Steeve l’accueil : « Jumper… Nous avons l’œil sur vous depuis quelque temps.
– Qui êtes-vous ? sursaute le technicien.
– Une tierce partie concernée, appuie l’émissaire d’une voix affreusement calme.
– Concernée par quoi ? s’énerve l’homme. Je ne suis pas responsable de ce qui s’est passé ici !
– Vos activités récentes nous laissent penser que vous avez des choses à vous reprocher.

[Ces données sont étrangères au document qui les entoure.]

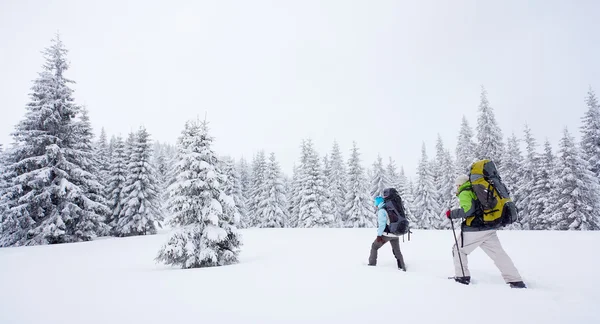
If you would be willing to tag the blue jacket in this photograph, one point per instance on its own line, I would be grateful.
(382, 218)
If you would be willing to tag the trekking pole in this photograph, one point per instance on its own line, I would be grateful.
(457, 250)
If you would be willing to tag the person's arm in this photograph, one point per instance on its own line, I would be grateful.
(381, 221)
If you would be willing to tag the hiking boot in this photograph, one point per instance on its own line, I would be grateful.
(401, 265)
(463, 280)
(517, 284)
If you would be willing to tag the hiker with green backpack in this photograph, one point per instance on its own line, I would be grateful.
(485, 206)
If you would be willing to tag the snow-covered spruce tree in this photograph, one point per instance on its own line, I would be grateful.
(590, 138)
(511, 171)
(259, 166)
(425, 203)
(96, 213)
(336, 184)
(542, 199)
(489, 135)
(405, 191)
(359, 206)
(49, 198)
(444, 175)
(527, 180)
(392, 173)
(233, 188)
(204, 213)
(116, 183)
(294, 198)
(315, 208)
(272, 210)
(142, 212)
(379, 180)
(465, 148)
(578, 200)
(102, 158)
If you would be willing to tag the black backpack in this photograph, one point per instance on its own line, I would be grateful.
(395, 208)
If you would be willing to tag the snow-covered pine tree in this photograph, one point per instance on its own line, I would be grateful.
(405, 190)
(444, 176)
(116, 183)
(392, 173)
(102, 158)
(315, 208)
(48, 197)
(465, 148)
(527, 180)
(294, 198)
(233, 188)
(259, 166)
(590, 138)
(542, 199)
(336, 184)
(359, 206)
(489, 135)
(142, 212)
(425, 203)
(205, 214)
(379, 180)
(273, 208)
(96, 211)
(511, 171)
(578, 200)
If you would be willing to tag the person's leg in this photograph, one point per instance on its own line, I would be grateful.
(468, 242)
(395, 243)
(374, 247)
(492, 247)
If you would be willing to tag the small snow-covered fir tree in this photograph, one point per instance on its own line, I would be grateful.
(379, 179)
(336, 184)
(116, 183)
(142, 211)
(102, 158)
(359, 206)
(465, 148)
(259, 167)
(51, 196)
(273, 208)
(577, 203)
(392, 173)
(204, 214)
(527, 180)
(444, 176)
(489, 136)
(405, 190)
(315, 208)
(426, 205)
(542, 198)
(511, 171)
(233, 188)
(590, 139)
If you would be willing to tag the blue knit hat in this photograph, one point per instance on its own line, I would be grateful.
(378, 200)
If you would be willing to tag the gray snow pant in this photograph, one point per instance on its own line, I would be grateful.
(490, 244)
(395, 243)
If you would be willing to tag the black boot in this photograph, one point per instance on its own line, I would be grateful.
(517, 284)
(463, 280)
(401, 265)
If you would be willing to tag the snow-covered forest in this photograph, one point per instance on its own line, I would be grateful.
(61, 181)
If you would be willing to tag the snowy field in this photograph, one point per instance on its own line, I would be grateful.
(302, 276)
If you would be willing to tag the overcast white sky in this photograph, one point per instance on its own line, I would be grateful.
(270, 73)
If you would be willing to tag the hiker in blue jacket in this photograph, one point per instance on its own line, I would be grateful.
(382, 237)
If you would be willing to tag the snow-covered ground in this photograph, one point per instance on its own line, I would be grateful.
(302, 276)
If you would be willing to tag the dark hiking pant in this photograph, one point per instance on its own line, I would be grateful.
(395, 243)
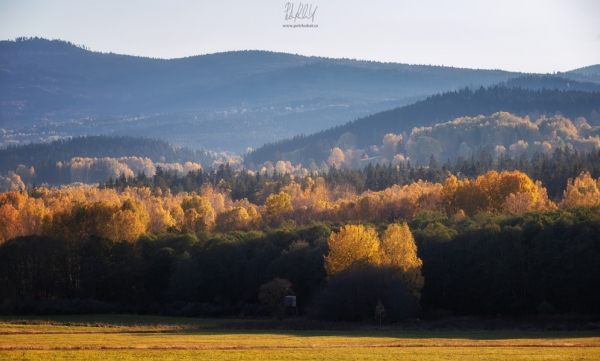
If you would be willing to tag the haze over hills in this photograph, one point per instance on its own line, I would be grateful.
(436, 109)
(226, 101)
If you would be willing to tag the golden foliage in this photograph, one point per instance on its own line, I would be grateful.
(353, 245)
(582, 191)
(493, 192)
(400, 252)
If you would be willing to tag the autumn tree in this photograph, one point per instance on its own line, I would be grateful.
(398, 250)
(199, 214)
(276, 205)
(231, 219)
(352, 246)
(581, 191)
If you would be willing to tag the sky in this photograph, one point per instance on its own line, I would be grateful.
(541, 36)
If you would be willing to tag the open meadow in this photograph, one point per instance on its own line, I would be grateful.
(128, 337)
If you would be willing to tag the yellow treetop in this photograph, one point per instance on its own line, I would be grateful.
(353, 245)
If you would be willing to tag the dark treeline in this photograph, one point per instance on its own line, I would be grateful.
(536, 263)
(553, 170)
(434, 110)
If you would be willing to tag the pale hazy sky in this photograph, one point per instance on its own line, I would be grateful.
(530, 36)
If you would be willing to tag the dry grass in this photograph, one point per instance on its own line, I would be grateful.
(146, 337)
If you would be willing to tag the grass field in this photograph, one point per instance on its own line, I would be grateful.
(122, 337)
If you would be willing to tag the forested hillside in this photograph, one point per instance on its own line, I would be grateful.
(225, 101)
(370, 131)
(479, 246)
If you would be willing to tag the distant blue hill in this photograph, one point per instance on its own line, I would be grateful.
(226, 101)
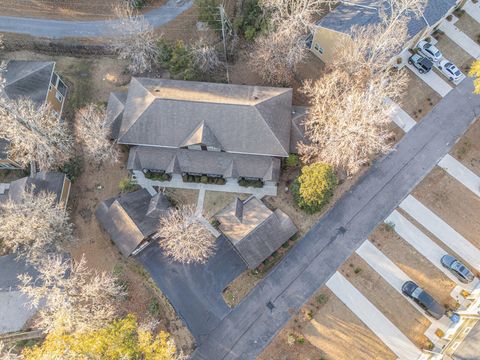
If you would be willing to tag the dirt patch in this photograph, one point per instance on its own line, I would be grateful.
(467, 150)
(386, 299)
(452, 202)
(330, 330)
(418, 98)
(469, 26)
(455, 53)
(78, 9)
(412, 263)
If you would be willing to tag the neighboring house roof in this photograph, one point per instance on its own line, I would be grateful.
(43, 181)
(14, 306)
(365, 12)
(297, 132)
(233, 118)
(30, 79)
(131, 218)
(115, 107)
(254, 230)
(204, 162)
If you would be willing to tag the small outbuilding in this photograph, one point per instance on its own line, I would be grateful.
(131, 219)
(254, 230)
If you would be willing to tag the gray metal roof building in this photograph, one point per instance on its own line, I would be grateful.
(254, 230)
(43, 181)
(365, 12)
(131, 218)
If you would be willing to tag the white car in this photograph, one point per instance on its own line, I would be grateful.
(450, 70)
(429, 50)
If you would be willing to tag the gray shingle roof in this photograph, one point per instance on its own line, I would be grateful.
(237, 118)
(254, 230)
(131, 218)
(28, 79)
(364, 12)
(47, 181)
(10, 268)
(204, 162)
(4, 147)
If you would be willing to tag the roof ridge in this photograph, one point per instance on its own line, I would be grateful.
(30, 73)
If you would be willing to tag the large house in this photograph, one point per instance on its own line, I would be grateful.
(254, 230)
(219, 131)
(336, 26)
(55, 183)
(37, 81)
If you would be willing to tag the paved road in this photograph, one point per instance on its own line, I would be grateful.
(195, 290)
(246, 330)
(65, 28)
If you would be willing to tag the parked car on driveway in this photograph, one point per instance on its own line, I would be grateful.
(457, 268)
(430, 51)
(450, 70)
(423, 299)
(421, 63)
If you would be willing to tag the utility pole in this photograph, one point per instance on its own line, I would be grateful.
(222, 19)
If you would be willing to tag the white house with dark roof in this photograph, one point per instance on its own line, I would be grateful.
(37, 81)
(205, 129)
(337, 25)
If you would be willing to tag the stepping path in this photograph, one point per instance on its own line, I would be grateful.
(431, 78)
(460, 38)
(393, 275)
(442, 230)
(460, 172)
(391, 336)
(427, 247)
(400, 116)
(473, 10)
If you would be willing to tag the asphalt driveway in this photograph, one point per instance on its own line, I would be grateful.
(195, 291)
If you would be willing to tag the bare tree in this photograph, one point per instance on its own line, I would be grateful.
(74, 297)
(134, 38)
(35, 226)
(277, 53)
(35, 133)
(93, 133)
(205, 56)
(184, 238)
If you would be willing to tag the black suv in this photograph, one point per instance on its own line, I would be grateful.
(422, 64)
(423, 299)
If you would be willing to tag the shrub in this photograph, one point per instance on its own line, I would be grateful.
(292, 160)
(127, 184)
(314, 188)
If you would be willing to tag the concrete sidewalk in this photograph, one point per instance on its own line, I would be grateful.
(391, 336)
(460, 172)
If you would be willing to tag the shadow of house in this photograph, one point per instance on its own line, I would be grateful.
(254, 230)
(51, 182)
(132, 219)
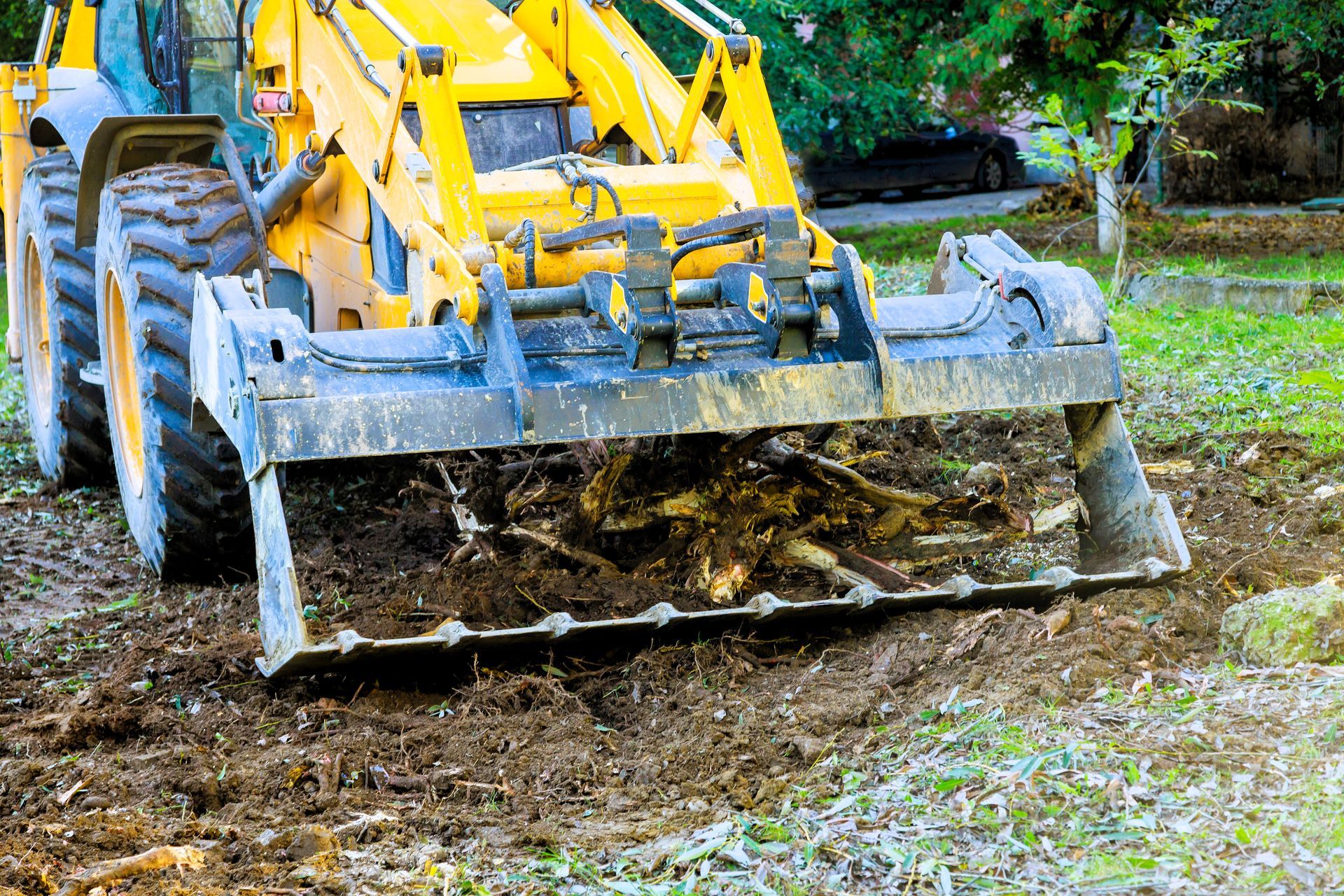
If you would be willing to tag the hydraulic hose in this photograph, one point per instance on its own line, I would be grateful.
(593, 182)
(710, 242)
(526, 234)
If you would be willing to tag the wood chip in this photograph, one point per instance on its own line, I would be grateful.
(116, 869)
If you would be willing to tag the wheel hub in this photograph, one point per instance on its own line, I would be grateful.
(124, 387)
(36, 332)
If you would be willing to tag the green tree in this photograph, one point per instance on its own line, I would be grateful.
(1156, 90)
(839, 67)
(19, 24)
(1006, 55)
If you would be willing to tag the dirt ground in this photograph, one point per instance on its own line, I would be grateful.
(132, 713)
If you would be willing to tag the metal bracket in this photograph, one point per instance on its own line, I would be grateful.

– Oh, je vois vous voulez me faire chanter ? Vous voulez quoi ? L’accès aux constructeurs universels de la cité ? Vous savez ce que ça risque de vous coûter ?
– Nous ne voulons pas interférer avec les affaires de la cité.
– Vous voulez quoi au juste ?
– Laissez la terrienne tranquille. Et dites-nous ce que vous lui voulez.
– Hein ? doute Jumper.
– Ne faites pas l’idiot, recadre Steeve. Nous avons assez de preuve pour savoir que vous la suiviez.
– C’est un boulot, pas de contact direct, concède le technicien. Je crois qu’elle intéresse quelqu’un d’important.
– Une idée de qui ?
– Pas précise, mais ce n’est pas un Martien.
– Rien d’autre ?
– Non, décline Jumper.
– Vous savez ce qui se passera si vous essayez à nouveau d’interférer avec l’espace et l’intimité de cette femme ?
– Je crois oui.
– Très bien. Nous nous reverrons peut-être. Essayez de ne pas précipiter les choses, menace l’émissaire.
– J’ai compris. », termine le technicien qui repart dans les méandres de l’installation sous-terraine.
Steeve observe l’homme s’éloigner, satisfait. Orah semble jubiler sur leur réseau privé. Une menace sous contrôle et un nouvel outil dans cette affaire. Mais il faudra rester vigilant, si elle a vu juste, ce fixeur pourrait avoir d’autres cartes à jouer. Et le commanditaire est toujours dans la course.